CDU Bocholt denkt über Konkurrenz für Johannes Röring nach

mlzBundestagswahl 2021

Nach der Borkener CDU wollen nun auch die Bocholter Christdemokraten eventuell einen eigenen Bundestagskandidaten aufstellen. Stadtverbandschef Lukas Kiatkowski hält das für „nicht ausgeschlossen“.

von Stefan Prinz

Bocholt

, 15.11.2020, 12:32 Uhr / Lesedauer: 2 min

Unter den Christdemokraten im Westmünsterland macht sich Unruhe breit. Dazu tragen auch die Bocholter Christdemokraten bei. Der Grund: Weniger als elf Monate vor der Bundestagswahl muss der langjährige Abgeordnete Johannes Röring um seinen Platz in Berlin zittern. Fast zeitgleich zur Ankündigung seiner erneuten Kandidatur vor wenigen Tagen, hatte – wie berichtet – der CDU-Stadtverband Borken bekannt gegeben, dass dieser nicht Röring, sondern die 35-jährige Lehrerin Anne König unterstützen wird.

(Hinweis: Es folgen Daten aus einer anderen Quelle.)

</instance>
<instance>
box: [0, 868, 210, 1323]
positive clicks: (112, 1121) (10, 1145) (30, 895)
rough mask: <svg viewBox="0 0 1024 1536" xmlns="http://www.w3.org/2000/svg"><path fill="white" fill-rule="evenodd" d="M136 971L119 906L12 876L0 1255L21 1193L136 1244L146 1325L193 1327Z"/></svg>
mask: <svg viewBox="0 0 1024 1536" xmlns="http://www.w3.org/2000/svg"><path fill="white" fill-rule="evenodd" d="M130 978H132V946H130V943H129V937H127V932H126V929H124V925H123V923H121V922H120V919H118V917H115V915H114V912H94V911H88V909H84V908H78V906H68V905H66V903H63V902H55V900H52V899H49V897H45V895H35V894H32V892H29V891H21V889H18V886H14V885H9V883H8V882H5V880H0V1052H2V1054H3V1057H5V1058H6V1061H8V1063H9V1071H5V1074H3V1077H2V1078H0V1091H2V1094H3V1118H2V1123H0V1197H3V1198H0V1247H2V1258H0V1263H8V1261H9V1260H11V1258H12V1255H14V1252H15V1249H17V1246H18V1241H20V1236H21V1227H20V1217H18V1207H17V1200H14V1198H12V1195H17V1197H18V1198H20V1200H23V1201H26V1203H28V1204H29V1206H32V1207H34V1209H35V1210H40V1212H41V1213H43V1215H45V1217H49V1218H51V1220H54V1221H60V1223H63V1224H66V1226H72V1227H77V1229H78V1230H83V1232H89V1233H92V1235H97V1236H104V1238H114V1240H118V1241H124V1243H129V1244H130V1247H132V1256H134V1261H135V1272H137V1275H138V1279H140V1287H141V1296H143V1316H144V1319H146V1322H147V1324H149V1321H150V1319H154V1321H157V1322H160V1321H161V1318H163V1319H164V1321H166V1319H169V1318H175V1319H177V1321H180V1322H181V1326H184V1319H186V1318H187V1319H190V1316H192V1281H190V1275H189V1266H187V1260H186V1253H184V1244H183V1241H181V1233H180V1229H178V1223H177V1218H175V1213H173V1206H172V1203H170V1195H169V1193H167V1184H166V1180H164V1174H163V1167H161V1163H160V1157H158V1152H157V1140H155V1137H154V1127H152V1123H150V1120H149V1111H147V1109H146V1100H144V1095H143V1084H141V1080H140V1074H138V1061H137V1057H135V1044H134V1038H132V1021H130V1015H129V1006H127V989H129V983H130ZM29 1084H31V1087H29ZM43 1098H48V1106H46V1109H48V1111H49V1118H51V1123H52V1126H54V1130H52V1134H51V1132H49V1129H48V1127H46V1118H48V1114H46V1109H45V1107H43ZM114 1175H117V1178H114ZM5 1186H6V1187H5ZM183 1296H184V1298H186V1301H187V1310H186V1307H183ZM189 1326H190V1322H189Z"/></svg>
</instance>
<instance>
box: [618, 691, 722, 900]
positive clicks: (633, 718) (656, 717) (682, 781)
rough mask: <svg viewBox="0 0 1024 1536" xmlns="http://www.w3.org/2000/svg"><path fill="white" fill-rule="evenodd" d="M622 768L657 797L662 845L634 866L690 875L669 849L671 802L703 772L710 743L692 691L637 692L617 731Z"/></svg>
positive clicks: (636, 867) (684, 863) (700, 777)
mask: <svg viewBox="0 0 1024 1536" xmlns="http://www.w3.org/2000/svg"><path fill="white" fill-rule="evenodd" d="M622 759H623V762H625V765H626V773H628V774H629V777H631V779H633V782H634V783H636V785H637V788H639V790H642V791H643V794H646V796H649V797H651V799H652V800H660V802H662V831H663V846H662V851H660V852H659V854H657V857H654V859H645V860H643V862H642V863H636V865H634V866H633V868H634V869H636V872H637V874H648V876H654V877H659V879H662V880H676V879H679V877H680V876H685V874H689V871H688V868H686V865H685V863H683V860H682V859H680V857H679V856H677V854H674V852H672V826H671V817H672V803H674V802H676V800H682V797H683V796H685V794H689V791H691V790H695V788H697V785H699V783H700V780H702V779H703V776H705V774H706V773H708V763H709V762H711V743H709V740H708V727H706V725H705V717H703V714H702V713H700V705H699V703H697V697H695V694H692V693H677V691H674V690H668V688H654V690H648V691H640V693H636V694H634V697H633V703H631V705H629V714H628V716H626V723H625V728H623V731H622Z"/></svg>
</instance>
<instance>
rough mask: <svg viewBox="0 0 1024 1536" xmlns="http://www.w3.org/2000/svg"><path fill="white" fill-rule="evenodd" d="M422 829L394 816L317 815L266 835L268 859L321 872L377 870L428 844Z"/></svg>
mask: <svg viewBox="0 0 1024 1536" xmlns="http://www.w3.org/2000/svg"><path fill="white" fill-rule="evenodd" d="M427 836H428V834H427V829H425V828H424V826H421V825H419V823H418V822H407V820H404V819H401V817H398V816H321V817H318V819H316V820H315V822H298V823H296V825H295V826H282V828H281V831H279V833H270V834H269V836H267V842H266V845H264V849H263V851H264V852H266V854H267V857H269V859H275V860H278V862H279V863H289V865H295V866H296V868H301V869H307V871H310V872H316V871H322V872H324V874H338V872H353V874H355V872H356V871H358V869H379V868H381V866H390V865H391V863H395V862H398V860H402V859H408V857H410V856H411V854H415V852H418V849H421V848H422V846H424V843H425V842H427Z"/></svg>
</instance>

Jetzt könnten auch die Bocholter Christdemokraten als Unterstützer von Röring ausfallen. Denn die Bocholter diskutieren derzeit parteiintern, einen eigenen Kandidaten für das Berliner Parlament aufzustellen. Das bestätigte Stadtverbandschef Lukas Kiatkowski auf Nachfrage: „Ja. Es ist nicht ausgeschlossen. Wir stehen aber noch ganz am Anfang.“

Diese Ansage könnte für den langjährigen Abgeordneten Röring gefährlich werden. Denn mit ihren rund 630 Parteimitgliedern ist die Bocholter CDU nach Ahaus der zweitstärkste Verband im CDU-Kreisverband Borken und damit bei dem anstehenden Nominierungsparteitag ein mächtiger Stimmfaktor.

Bocholt ist nach Ahaus der größte Stadtverband

Seit 2005 ist Röring Mitglied des Deutschen Bundestages. Seither holte er stets das Direktmandat im Bundestagswahlkreis Borken II. Zuletzt verteidigte er seinen Sitz im Bundestag bei der Wahl 2017 deutlich mit 52 Prozent der Stimmen. Innerhalb des Kreisverbandes wurde bisher keine Kritik an dem 61-jährigen Abgeordneten öffentlich. Dennoch ist Röring nicht unumstritten. Er wurde regelmäßig unter den Bundestagspolitikern mit den höchsten Nebeneinkünften genannt. Dafür musste er oft Kritik einstecken.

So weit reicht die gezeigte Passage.